César Vidal
Piñero, piñas y piñones
Sucedió a inicios de la última década del siglo pasado. Una profesora titular de universidad me refirió el peculiar caso protagonizado por dos colegas. Un docente aprovechaba los congresos profesionales para invitar a compañeras a subir a su habitación de hotel con el pretexto de mostrarles documentación histórica. Una vez que la fémina había tomado asiento, el profesor espetaba a la invitada de turno: «Oye, ¿te parece bien si hacemos ahora el amor?». La relatora del episodio no había sufrido en carnes propias el acercamiento del deplorable personaje, pero había tenido ocasión de oírselo referir a una de las víctimas que había abandonado la habitación más que a paso. Naturalmente, pregunté si iban a hacer algo al respecto más allá de publicar la anécdota por despachos y pasillos, pero la profesora rechazó semejante eventualidad con energía.
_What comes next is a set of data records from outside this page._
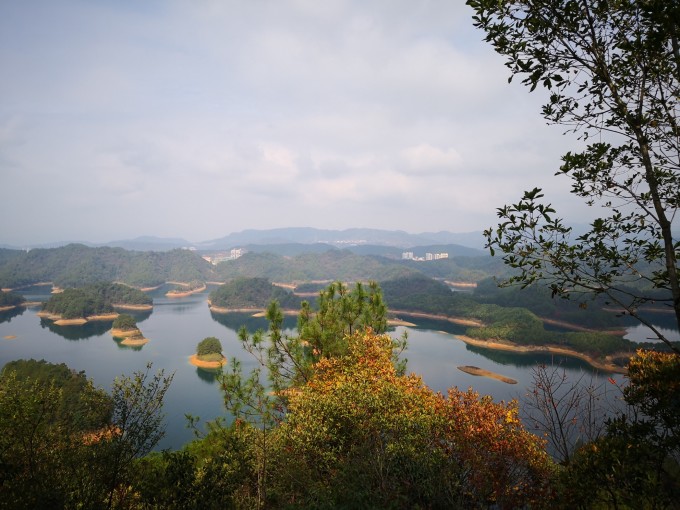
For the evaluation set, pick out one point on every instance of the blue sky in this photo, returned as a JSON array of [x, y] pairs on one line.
[[199, 118]]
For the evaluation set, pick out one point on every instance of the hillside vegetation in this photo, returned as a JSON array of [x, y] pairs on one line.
[[76, 265], [252, 293], [94, 300]]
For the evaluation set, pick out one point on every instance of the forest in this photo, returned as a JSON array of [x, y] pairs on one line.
[[94, 299], [336, 423]]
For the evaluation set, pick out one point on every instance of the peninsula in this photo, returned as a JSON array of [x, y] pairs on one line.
[[92, 302]]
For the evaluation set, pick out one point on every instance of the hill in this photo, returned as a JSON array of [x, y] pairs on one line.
[[76, 265], [342, 238], [252, 293], [94, 300]]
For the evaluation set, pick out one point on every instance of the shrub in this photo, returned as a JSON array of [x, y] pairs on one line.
[[209, 345], [124, 321]]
El protagonista había sido sacerdote en el pasado, había colgado los hábitos, se había casado y tenido hijos, se había divorciado y, al parecer, esa sucesión de desdichas psicológicas podía haberle arrastrado a tan torpes vías para buscar sexo. Que se supiera, argumentó, no le iba a hacer ningún bien. Lo mismo pensaban las otras profesoras. Piñero en busca de piñas, estoy convencido de que el rijoso debió jalarse pocos piñones, pero su conducta, se mire como se mire, resultaba quizá no delictiva, pero sí bastante despreciable. Mientras tanto los años han ido pasando. Repetidor de una disparatada teoría histórica fraguada en los años sesenta por un británico, mediocre filólogo empeñado en fungir de historiador, ansioso de tener una notoriedad que siempre lo rehuyó, frustrado posiblemente en todo o casi todo, hoy en día, debe andar más cerca de despojo que de humano. Sin embargo, su patética historia me ha venido a la mente al observar la moda de denunciar abusos que se perpetraron hace décadas, que nadie denunció en su día y que ahora resurgen de algo tan poco sólido y fidedigno como es la humana memoria de la que ya sabemos que los recuerdos se acercan más a una interpretación acomodaticia que a un acta notarial. A un cuarto de siglo de distancia, ¿realmente merecería la pena revelar el nombre de este tipo y con él los de aquellas que, para detenerlo, se valieron de un simple sofión, un recuerdo a su madre o un portazo? Créanme si les digo que no pretendo tener la respuesta.